By Matt Ashby, AICP, CUD
The term “catalyst” is defined as someone or something that initiates change, and the word has become quite popular in redevelopment circles. But if “catalyst” still smacks of jargon, here’s a translation of what it means in the redevelopment world: A catalyst is a place where a developer sees investment potential and where architects see “good bones” – but a place that pragmatic folks are afraid to touch. Finding a developer who is willing to take that leap into the unknown requires planners and activists who can translate a fuzzy vision into a compelling story. In other words, it requires a brand identity that reassures potential investors the risk is worth taking.
Branding = Investment?
How does branding transfer into investment? An investor is not going to be able to walk into a financial institution, flash a snazzy logo, and expect to land a million-dollar loan. What a good brand and place statement do is give the risk-takers reassurance that their vison isn’t totally out in left field. The compelling story involves a message that building a place isn’t just about the financial return (although that’s important too), but it’s about knowing you’ve made an impact on the lives of the people and place you love.

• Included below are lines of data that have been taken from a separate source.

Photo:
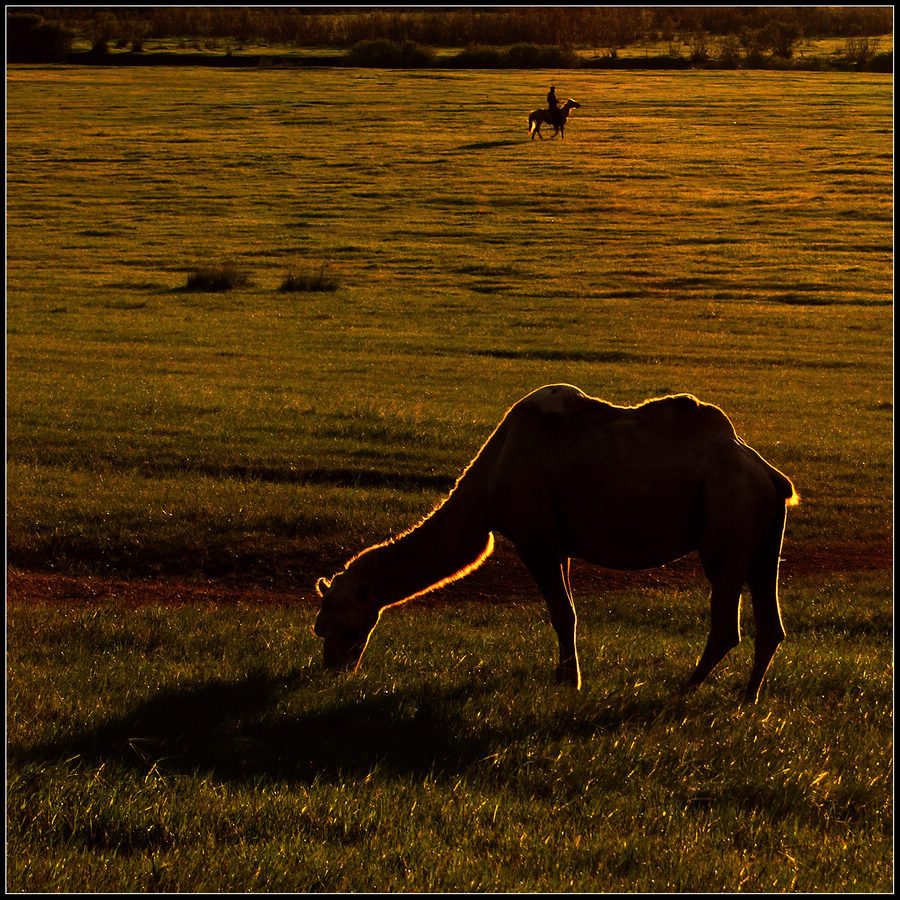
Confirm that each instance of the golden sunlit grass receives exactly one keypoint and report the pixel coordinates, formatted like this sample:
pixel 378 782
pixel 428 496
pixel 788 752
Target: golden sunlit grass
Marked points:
pixel 727 234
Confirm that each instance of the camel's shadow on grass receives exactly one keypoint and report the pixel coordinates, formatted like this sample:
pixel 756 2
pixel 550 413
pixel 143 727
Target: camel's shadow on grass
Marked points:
pixel 235 731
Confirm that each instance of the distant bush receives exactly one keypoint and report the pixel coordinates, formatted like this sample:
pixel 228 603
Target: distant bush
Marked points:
pixel 518 56
pixel 216 278
pixel 881 62
pixel 381 53
pixel 31 39
pixel 318 282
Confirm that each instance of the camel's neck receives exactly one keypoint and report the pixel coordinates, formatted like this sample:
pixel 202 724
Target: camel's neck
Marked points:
pixel 445 546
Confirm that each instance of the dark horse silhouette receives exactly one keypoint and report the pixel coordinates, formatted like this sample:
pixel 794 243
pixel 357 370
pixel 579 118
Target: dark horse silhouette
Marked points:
pixel 545 117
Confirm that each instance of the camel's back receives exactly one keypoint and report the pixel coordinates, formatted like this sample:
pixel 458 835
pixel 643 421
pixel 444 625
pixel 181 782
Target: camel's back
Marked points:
pixel 567 412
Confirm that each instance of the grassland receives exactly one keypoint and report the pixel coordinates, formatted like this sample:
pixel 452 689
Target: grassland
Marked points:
pixel 728 234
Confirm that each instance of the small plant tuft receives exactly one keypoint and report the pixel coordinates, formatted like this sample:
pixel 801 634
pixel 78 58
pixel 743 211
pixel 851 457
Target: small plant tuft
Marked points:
pixel 318 282
pixel 216 278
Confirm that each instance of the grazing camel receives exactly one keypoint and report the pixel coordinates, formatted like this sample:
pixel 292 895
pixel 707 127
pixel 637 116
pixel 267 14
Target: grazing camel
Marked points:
pixel 626 487
pixel 544 116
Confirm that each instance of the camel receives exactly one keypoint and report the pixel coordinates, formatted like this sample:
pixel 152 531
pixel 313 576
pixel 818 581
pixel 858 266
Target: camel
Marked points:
pixel 565 475
pixel 544 116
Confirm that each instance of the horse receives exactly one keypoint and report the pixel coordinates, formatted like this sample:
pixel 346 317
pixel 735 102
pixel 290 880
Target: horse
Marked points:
pixel 625 487
pixel 544 116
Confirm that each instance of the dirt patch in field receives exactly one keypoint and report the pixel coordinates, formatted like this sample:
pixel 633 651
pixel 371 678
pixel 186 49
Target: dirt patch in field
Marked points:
pixel 501 577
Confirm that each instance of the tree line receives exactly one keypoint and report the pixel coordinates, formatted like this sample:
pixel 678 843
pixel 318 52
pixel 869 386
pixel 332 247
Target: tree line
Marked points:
pixel 753 31
pixel 602 27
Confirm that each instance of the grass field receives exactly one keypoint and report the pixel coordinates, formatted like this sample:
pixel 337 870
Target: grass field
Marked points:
pixel 727 234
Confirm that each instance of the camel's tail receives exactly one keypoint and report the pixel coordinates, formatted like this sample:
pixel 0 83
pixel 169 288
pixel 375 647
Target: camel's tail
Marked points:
pixel 785 488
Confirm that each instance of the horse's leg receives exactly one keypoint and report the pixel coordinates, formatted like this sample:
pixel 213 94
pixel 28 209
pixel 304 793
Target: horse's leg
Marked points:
pixel 552 577
pixel 763 582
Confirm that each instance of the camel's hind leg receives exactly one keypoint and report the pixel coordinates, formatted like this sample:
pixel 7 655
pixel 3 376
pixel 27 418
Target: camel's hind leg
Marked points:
pixel 724 629
pixel 552 577
pixel 763 582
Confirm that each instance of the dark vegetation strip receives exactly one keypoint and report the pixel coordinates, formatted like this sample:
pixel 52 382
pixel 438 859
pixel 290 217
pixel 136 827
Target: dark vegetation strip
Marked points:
pixel 522 38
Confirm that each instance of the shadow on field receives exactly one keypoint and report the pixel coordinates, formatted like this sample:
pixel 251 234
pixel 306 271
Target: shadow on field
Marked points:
pixel 235 731
pixel 489 145
pixel 247 729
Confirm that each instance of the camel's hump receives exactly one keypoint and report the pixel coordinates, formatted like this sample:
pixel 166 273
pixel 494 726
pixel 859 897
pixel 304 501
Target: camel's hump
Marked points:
pixel 557 402
pixel 555 399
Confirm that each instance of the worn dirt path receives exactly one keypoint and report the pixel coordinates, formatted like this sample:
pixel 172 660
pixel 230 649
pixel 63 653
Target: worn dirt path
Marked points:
pixel 502 576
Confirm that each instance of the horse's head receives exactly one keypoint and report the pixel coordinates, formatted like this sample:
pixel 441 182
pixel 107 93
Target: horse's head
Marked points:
pixel 345 620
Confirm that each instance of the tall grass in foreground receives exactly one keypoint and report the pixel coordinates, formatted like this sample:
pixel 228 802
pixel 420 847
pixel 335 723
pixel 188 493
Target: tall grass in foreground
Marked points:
pixel 203 749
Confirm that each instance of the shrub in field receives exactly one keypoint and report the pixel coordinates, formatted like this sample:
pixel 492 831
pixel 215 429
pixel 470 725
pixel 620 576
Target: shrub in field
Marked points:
pixel 30 39
pixel 317 282
pixel 390 54
pixel 216 278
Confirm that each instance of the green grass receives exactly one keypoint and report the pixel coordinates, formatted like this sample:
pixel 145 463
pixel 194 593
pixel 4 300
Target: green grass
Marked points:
pixel 202 749
pixel 727 234
pixel 724 234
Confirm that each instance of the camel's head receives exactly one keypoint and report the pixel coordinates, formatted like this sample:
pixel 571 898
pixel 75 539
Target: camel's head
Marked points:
pixel 345 620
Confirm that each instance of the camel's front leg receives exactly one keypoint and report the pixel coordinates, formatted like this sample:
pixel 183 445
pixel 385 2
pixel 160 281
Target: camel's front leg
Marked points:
pixel 552 577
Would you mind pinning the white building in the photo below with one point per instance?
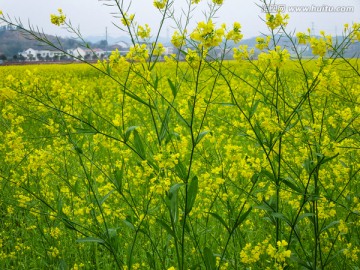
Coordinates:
(37, 55)
(84, 53)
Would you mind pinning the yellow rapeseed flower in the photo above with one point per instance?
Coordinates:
(178, 40)
(58, 19)
(144, 31)
(207, 35)
(275, 21)
(160, 4)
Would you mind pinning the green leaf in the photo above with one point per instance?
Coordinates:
(332, 224)
(192, 192)
(219, 218)
(133, 96)
(90, 240)
(173, 88)
(103, 199)
(138, 145)
(292, 186)
(253, 108)
(166, 227)
(305, 215)
(181, 171)
(119, 175)
(165, 125)
(85, 131)
(201, 135)
(129, 224)
(243, 217)
(128, 132)
(280, 216)
(210, 260)
(173, 190)
(172, 202)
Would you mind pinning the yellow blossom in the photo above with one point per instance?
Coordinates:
(58, 19)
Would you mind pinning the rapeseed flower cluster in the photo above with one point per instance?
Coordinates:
(58, 19)
(207, 35)
(235, 34)
(277, 20)
(138, 53)
(127, 19)
(178, 40)
(160, 4)
(144, 31)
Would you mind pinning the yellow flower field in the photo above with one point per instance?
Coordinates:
(194, 162)
(255, 166)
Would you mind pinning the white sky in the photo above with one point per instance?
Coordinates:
(93, 16)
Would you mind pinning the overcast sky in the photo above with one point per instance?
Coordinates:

Communities need to be reassured that when it comes to redeveloping their downtowns or blighted areas of town, the effort is worth it. A solid brand shares that story in a way that investors can quickly grasp and run with. When it comes to branding, the cost itself is relatively minimal and is often underwritten by grants and other public assistance. However, the returns this effort can bring are the holy grail of economic development: locally generated business that’s in tune with the community’s vibe.
So how do you go about branding a redevelopment opportunity? This kind of effort, while not a specific formula, does have common denominators. Some common steps include tapping into what’s authentically local about the place and accentuating baseline economic advantages.
Branding the Mercer Street Grassroots District
As an example, we recently took on the job of branding the Mercer Street area in Princeton, West Virginia. The area had a reputation (evidenced by a quick Google search) as the place to score drugs and conduct other illicit activities. What we found was that in reality, Mercer is a budding cultural district within Princeton’s scrappy core that is centered around a few stalwart pioneers like the Riff Raff Arts Collective and Stages Music School. After we immersed ourselves in the area, the eventual branding revealed itself as the Grassroots District – a place where craft, commerce, and culture come to thrive.
As the brand took root, local visionaries started to move their dreams beyond internal monologue into the world of bricks and contractors and backbreaking sweat equity. Although the newly branded Grassroots District is still evolving, some success stories to date include a kombucha bar, a brewery, a coffeehouse, and a beekeeping supply store, among many others.
The Mercer Street branding effort included working with a graphic designer to explore the visual imagery that could capture the essence of the place. A desire to focus on the emerging talents of local artisans – of the visual, performance, and food varieties – led to reframing the district for area residents as the place to experience craft, culture, and commerce. This branding effort includes street banners, stickers, and gateway signage. With every additional business and event, the Grassroots District is becoming a living organism, with energy now coming from sources beyond the organizers who have pushed for years to generate momentum.
Matt Ashby is a certified urban designer who provides planning services nationwide.